Counting for adults II: the binomial and multinomial distribution

17 minute read

Published:

In this post, I introduce two very useful distributions in statistics, the binomial and multinomial distribution. What follows is not a full lecture on these topics; it merely introduces what is most important about these quantities for the ongoing series in survey statistics.

The uses of combination in statistics

In probability and statistics, we often deal with distributions of variables that are hard to summarize. However, the binomial and multinomial coefficients allow us to directly characterize some very important probability distributions without even needing calculus. By the way, note that there are plenty of situations, not that directly relevant here, where we do use these counting techniques to work out probabilities.

Binomial random variables

A variable is binomially distributed if it is a count of some outcome which can be broken down into the sum of one binary or Bernoulli trial repeated many times. For example, the count of people in a sample who are married is the result of drawing \(n\) people who could each be married or not (notice that here I am using the traditional conception of an infinite population and, relatedly, one where someone’s status is not considered fundamentally a constant as in the Cornfield model above). The count of heads in \(n\) flips of a fair coin is a simpler, if less interesting, example.

Note that the binomial distribution is thus, for the most part, a sampling distribution: it describes group-level outcomes (although it is often true that we can telescope statistics in both directions: we might consider groups to be elements or consider even someone’s age to be a binomial variable counting their number of birthdays).

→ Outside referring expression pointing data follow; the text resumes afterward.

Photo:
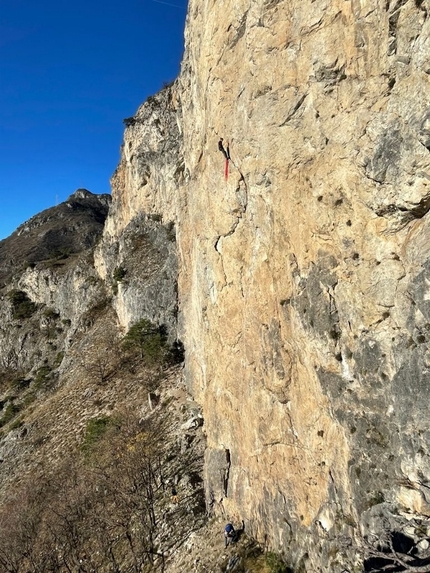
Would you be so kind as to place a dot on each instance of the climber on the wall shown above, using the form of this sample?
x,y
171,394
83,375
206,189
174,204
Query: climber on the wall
x,y
226,152
229,534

The binomial distribution: PMF, expectation, variance

If we denote by the random variable \(X\) the number of successes in \(n\) trials, the probability mass function (pmf) is given by \(\mathbb{P}[X=k] = \binom{n}{k}\pi^k(1-\pi)^{n-k}\). The reasoning is as follows. The probability of any specific arrangement of independent trials resulting in \(k\) successes and \(n-k\) failures (e.g., \(HHHHTTTTTT\) to get four heads in 10 flips) is written in easiest form as \(\pi^k(1-\pi)^{n-k}\). The resulting probability1 is the same for any other arrangement with the same number of successes; so, to sum up the probabilities, we simply ask “how many ways can \(n\) trials result in \(k\) successes?”, and the answer is, of course, \(\binom{n}{k}\).

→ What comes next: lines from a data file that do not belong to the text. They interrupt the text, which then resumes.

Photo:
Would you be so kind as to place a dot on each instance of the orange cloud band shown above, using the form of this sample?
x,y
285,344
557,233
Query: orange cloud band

The expected value of a binomially-distributed variable is simple: we sum together \(n\) Bernoullis, each with expected value \(\pi\) (discussed in the main text), so it is \(n\pi\). The variance of such a variable is also simple; per the Köning-Huygens formula, we merely have the sum of the individual variances (as the trial outcomes have no covariance), i.e. \(n \pi(1-\pi)\), where the variance of a single Bernoulli has been discussed above.

Covariance between any two sums of binomials derived from a random vector \(\mathbf{Y}\)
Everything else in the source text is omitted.